The one thing we can say with certainty, though, is that it often helps to start treating two or three months before someone would normally start their symptoms in order to achieve the best results. Once the problem has started and bedded in it can be a great deal harder to address. Treating the person rather than the symptom is central to Chinese medicine, so working in advance of seasonal symptoms is quite a normal pattern of work anyway and one which would probably strengthen the immune system. We often find that sufferers still get small traces of symptoms but nothing like the effects they have had in the past.

You haven't mentioned whether your son is a child or not. If he is, then this bodes well for treatment. Children are not simply small adults, and many members undertake postgraduate training in paediatric acupuncture to work with children. We cannot make recommendations but we ran a quick google search using key words like your home town, acupuncture and children, and quickly generated some interesting results.

Hay fever comes in all shapes and sizes, though, and it would be best for you to see if someone is prepared to take a look at your son and see what they think. Most of our colleagues are more than happy to give up a little time without charge to talk to prospective patients, and we find this works to everyone's advantage.

In our experience younger children respond very well to treatment, often requiring minimal intervention to get really significant results. If your son doesn't fancy needles, though, we cna say that Chinese Herbal medicine and classical homeopathy both see, in our view, to offer some interesting alternatives. Both have received quite bad press over the last few years, but we have seen many patients whose experience of both modalities has been very good.

Q: I've read that acupuncture raises blood pressure in individuals with normal blood pressure. Does this always happen and if so, after treatment, does the blood pressure go back to normal?

A: We have looked carefully through all of the research databases and checked for anecdotal accounts on the web, but apart from people who have experienced a raised blood pressure as a nervous response to having treatment itself, there is no evidence to suggest that acupuncture would raise blood pressure in someone with a normal blood pressure. Clearly if someone has low blood pressure, treatment might have the effect of normalising it, but the primary effect of acupuncture on blood pressure is to lower it.
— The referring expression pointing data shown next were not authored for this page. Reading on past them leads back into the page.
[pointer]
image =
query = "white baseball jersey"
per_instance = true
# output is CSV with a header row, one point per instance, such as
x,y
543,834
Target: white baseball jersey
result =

This is a well attested outcome, and we have have seen thousands of patients over the years who have hypertension as a primary or secondary problem, many of whom have seen considerable improvements after treatment.
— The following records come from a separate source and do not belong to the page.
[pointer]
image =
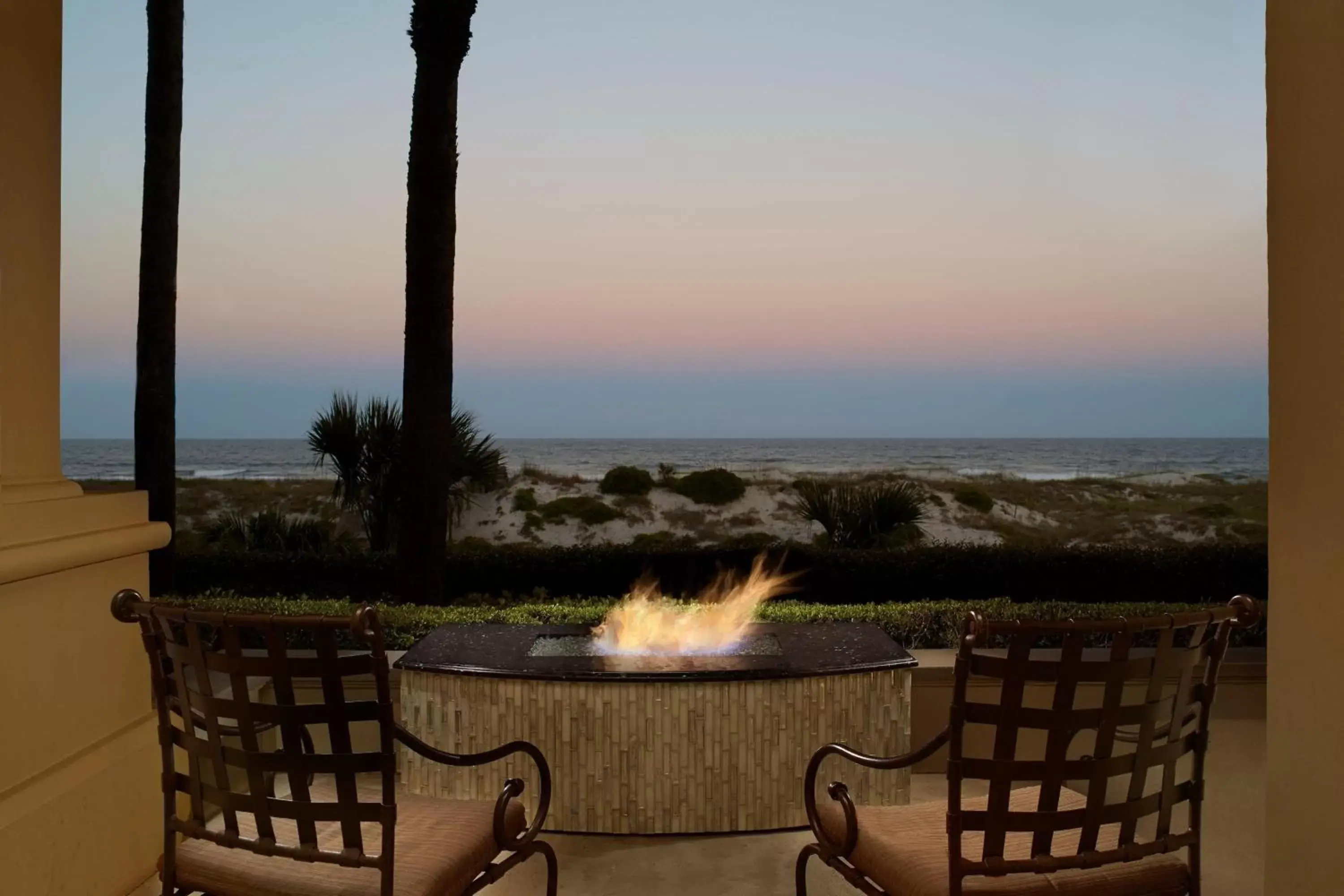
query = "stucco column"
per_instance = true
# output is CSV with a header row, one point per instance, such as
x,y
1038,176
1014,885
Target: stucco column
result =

That is not to say that it cannot happen, and if you have come across some research which we have missed we would be very grateful for the reference. Things do change, and surprising results do emerge, but something as important as this would generally bubble to the surface quite quickly.

Our own fact sheet on hypertension is not as informative as some others we produce, and the evidence is not to the standard where we would be making specific claims for the benefits to be derived from treatment. Most of the studies, however, fail on methodological grounds, but all report a lowering of blood pressure with treatment.